From what I seem to see, you guys get a solid 6 months of climbing and then you're done for the other half of the year, right? But I guess that doesn't account for the quality of the rock, which while I think it's pretty great here - I'll leave to the more experienced folk to comment on.

Jason L. · · Unknown Hometown · Joined Jul 2014 · Points: 40

From Seattle, a drive to Smith Rock is very doable and excellent climbing.  Eastern WA is pretty good too. If willing to add 6.5 hour drive to Smith, and 2 hour drive to vantage, goes from 6 months great weather, 2 months of iffy, to 12 months.

Genevieve Lampinen · · philadelphia · Joined Sep 2014 · Points: 15

Another selling point for PNW - cheap, short flights to red rock, colorado, california, etc.  Seems like a weekend trips in the winter to good climbing locations will be much more doable from the PNW than traveling from/along the east coast

Nick Drake · · Newcastle, WA · Joined Jan 2015 · Points: 483
Chris Reyes wrote:

From what I seem to see, you guys get a solid 6 months of climbing and then you're done for the other half of the year, right? But I guess that doesn't account for the quality of the rock, which while I think it's pretty great - I'll leave to the more experienced guys to comment on.

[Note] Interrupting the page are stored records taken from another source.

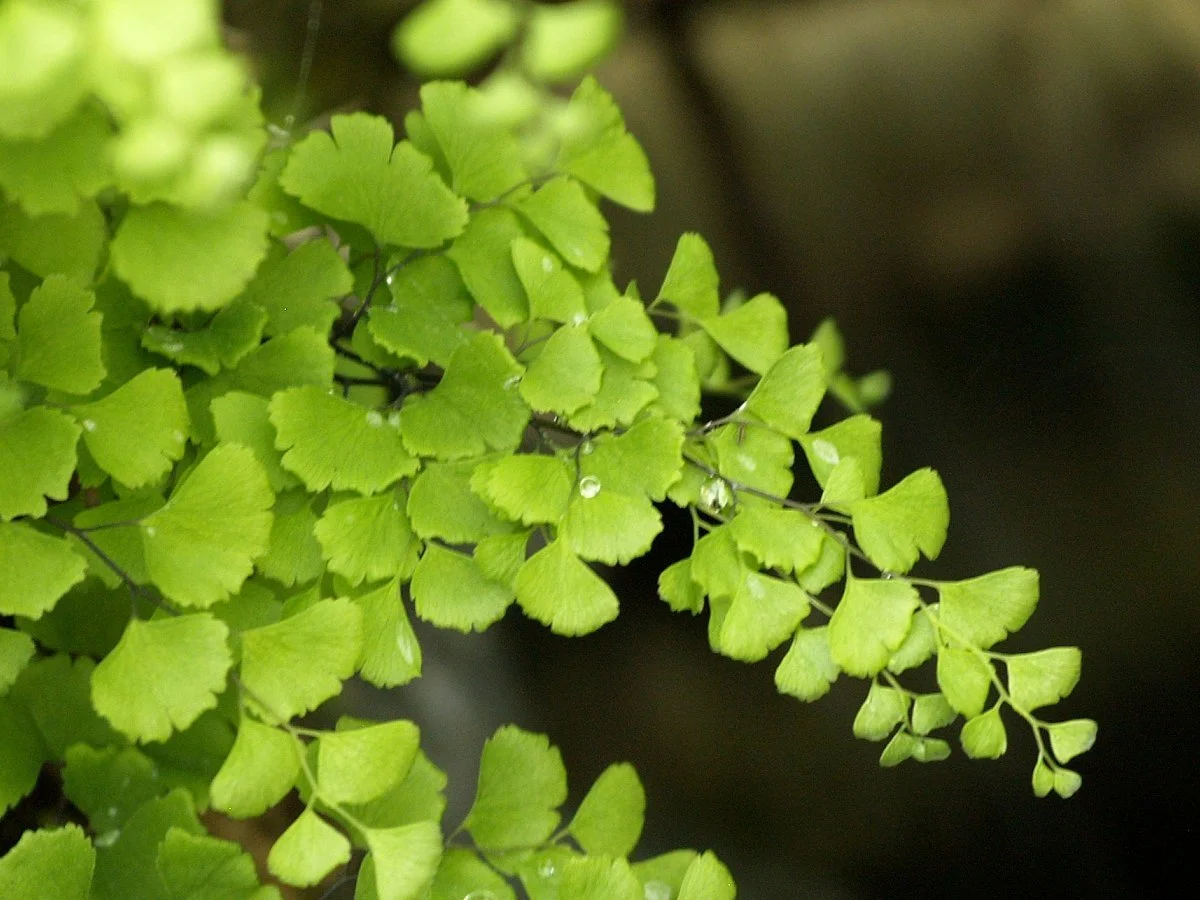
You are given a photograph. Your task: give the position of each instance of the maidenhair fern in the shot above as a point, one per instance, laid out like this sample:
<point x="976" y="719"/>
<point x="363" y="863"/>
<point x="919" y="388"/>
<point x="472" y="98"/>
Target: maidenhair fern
<point x="262" y="405"/>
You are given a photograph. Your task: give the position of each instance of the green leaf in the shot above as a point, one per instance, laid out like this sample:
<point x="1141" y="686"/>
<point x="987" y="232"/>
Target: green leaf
<point x="691" y="281"/>
<point x="359" y="765"/>
<point x="461" y="874"/>
<point x="984" y="737"/>
<point x="179" y="259"/>
<point x="522" y="783"/>
<point x="677" y="382"/>
<point x="985" y="610"/>
<point x="565" y="375"/>
<point x="441" y="504"/>
<point x="474" y="408"/>
<point x="883" y="709"/>
<point x="299" y="663"/>
<point x="907" y="747"/>
<point x="565" y="41"/>
<point x="930" y="712"/>
<point x="197" y="867"/>
<point x="16" y="651"/>
<point x="129" y="868"/>
<point x="22" y="754"/>
<point x="35" y="570"/>
<point x="1043" y="778"/>
<point x="1071" y="738"/>
<point x="870" y="623"/>
<point x="1037" y="679"/>
<point x="297" y="289"/>
<point x="37" y="457"/>
<point x="451" y="37"/>
<point x="754" y="456"/>
<point x="790" y="393"/>
<point x="553" y="292"/>
<point x="645" y="460"/>
<point x="330" y="442"/>
<point x="142" y="689"/>
<point x="259" y="771"/>
<point x="57" y="693"/>
<point x="677" y="588"/>
<point x="484" y="256"/>
<point x="450" y="591"/>
<point x="58" y="339"/>
<point x="430" y="303"/>
<point x="808" y="669"/>
<point x="137" y="432"/>
<point x="569" y="220"/>
<point x="663" y="875"/>
<point x="418" y="798"/>
<point x="964" y="678"/>
<point x="556" y="588"/>
<point x="369" y="538"/>
<point x="761" y="615"/>
<point x="307" y="851"/>
<point x="390" y="653"/>
<point x="611" y="816"/>
<point x="360" y="175"/>
<point x="201" y="546"/>
<point x="755" y="334"/>
<point x="707" y="879"/>
<point x="857" y="438"/>
<point x="624" y="328"/>
<point x="295" y="555"/>
<point x="54" y="244"/>
<point x="624" y="393"/>
<point x="1067" y="783"/>
<point x="918" y="645"/>
<point x="405" y="859"/>
<point x="609" y="527"/>
<point x="601" y="154"/>
<point x="222" y="343"/>
<point x="241" y="418"/>
<point x="911" y="515"/>
<point x="55" y="172"/>
<point x="43" y="70"/>
<point x="48" y="863"/>
<point x="779" y="538"/>
<point x="599" y="879"/>
<point x="483" y="155"/>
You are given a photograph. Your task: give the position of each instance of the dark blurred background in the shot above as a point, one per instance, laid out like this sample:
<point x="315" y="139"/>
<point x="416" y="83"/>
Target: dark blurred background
<point x="1000" y="203"/>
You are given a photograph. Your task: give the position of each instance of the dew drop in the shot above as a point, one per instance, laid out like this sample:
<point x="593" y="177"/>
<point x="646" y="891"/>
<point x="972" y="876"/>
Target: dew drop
<point x="714" y="495"/>
<point x="826" y="451"/>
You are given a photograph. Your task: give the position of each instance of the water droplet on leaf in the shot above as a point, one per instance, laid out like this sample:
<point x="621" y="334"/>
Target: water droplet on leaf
<point x="715" y="495"/>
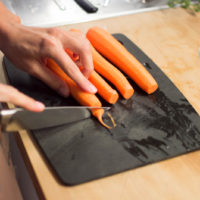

Eastern WA is like another planet, being in the rain shadow it's much drier. While it's not the greatest rock quality in the world, you can get time in outside on basalt at Vantage. Both sport and trad. Sunshine wall has longer vertical routes to keep your endurance up and is true to it's name. I've climbed in a t shirt with snow on the ground in January. Lower town wall gets sun in winter and high pressure periods in January are the ideal time to climb your harder routes there.

Spring can be great, while it's hit or miss out west you can be assured to get mileage in at Tieton or Leavenworth. When the rain is holding off temps on the west side are perfect later in September and October. By November you'll get some good days and some that are too cold. 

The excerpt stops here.